Authorities have not explicitly said Dosouqi is a suspect in the first fatal stabbing on Skyline Boulevard _ that of 32-year-old Pacifica taxi driver Abdulmalek Nagi Nasher _ but say they are investigating whether the killings are linked, given their similarities.

The call to Specialty Towing that Lopez described points to another common thread: the two victims were apparently lured at random.

The San Mateo County Sheriff's Office has not detailed any motive for the killings, and did not respond to a request for comment Thursday afternoon.

But a cousin of Nasher, the taxi driver, said he went missing after a customer called him requesting a ride from El Granada to Santa Cruz late Monday night.

Lopez said she heard from a friend at another towing company that they had also gotten a call requesting a tow on Skyline Boulevard late Tuesday night, but that the company had been too busy to send a truck.

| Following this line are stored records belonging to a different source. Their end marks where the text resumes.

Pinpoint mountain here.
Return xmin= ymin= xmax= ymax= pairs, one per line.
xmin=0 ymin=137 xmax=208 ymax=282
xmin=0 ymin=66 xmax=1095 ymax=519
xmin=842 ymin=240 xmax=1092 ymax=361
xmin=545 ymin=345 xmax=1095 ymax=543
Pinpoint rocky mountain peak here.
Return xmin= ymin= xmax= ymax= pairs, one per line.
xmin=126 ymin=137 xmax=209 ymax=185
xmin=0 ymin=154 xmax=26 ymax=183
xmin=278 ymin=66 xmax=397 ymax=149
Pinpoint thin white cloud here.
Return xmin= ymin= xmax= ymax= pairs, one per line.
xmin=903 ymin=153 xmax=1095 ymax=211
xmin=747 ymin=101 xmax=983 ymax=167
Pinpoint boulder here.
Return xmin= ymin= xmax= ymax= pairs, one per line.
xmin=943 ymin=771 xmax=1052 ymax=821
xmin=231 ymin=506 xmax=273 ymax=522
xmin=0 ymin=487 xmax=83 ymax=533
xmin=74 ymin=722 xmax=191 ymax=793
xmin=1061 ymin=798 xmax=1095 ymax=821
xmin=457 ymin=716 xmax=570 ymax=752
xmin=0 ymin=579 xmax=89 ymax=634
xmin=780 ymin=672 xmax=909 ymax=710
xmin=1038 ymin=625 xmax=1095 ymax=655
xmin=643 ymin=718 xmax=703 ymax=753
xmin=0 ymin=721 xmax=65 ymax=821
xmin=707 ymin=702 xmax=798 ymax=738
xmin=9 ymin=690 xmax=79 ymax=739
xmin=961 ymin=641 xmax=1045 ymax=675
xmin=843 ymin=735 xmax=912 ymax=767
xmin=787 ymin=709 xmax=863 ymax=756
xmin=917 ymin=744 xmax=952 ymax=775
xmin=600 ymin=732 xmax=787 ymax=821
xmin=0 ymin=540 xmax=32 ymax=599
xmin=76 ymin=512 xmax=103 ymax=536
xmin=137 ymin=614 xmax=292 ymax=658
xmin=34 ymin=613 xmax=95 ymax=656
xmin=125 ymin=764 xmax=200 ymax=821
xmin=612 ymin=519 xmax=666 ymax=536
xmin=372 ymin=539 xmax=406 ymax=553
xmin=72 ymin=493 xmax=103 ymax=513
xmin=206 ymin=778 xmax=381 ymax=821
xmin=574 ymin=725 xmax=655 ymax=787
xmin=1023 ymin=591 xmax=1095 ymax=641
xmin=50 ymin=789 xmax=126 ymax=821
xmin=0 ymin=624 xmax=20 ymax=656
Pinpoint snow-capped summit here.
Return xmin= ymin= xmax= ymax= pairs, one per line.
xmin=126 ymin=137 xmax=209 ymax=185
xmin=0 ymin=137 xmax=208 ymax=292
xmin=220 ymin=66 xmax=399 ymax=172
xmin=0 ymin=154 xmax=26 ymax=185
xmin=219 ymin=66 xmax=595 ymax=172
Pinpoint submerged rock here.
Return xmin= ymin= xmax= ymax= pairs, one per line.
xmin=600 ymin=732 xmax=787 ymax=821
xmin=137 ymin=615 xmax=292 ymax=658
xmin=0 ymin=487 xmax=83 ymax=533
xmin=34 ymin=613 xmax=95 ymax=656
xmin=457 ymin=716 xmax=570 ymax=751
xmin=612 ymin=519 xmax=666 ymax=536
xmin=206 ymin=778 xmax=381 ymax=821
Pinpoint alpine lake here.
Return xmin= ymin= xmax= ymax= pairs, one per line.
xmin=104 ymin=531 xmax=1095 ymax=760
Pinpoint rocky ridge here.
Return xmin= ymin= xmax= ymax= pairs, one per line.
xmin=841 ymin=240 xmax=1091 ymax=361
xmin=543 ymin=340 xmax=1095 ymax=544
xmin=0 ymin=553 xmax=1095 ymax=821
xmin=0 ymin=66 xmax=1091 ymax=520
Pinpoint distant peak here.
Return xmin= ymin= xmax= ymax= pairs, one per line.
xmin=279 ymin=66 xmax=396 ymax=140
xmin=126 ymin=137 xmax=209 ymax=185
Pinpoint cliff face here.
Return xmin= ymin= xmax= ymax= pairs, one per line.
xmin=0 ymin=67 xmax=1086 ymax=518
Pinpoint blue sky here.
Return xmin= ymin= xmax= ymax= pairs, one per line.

She also said she did not recognize Dosouqi's name as someone who had a conflict with Specialty Towing in the past.

"It was just a random call _ anyone could've gone up there," she said.

Pekipaki, who lived in East Palo Alto, was working to rebuild his life and attempting to reconcile with the mother of his two children, Viliami, 12, and Pamela, 1, after scrapes with the law that led to a divorce.

He joined Specialty Towing in January, Lopez said, and was known around the company as a professional and friendly driver.

"He was a really great guy _ he was really sweet," Lopez said. "He was a very hard worker, very willing to go out there and help people."

At some point after Pekipaki left the Specialty Towing lot Tuesday night, he called back to the dispatcher to say he was having trouble finding the stranded driver in the fog, Lopez said. That was the last time anyone at the company heard from him.

Authorities said they found Pekipaki near a dirt turnout off of Skyline Boulevard after returning to the scene of Monday's homicide to search for more evidence. Pekipaki died at the scene.

The sheriff's office told Lopez that the door to Specialty's truck was found open and the inside was clean, indicating Pekipaki was attacked after he got out.

As a driver, Pekipaki handled breakdowns and crashes, as well as requests to tow away illegal parkers _ the kinds of calls on which drivers expect to find irate drivers, and are ready for a confrontation, Lopez said. She keeps an aluminum baseball bat propped up next to her desk at Specialty Towing's offices.

But the call for a tow on Skyline Boulevard did not seem like the kind of job a driver would have to be on guard for, she said.

"It's just really sad that his heart was to go out there and help that stranded person," Lopez said.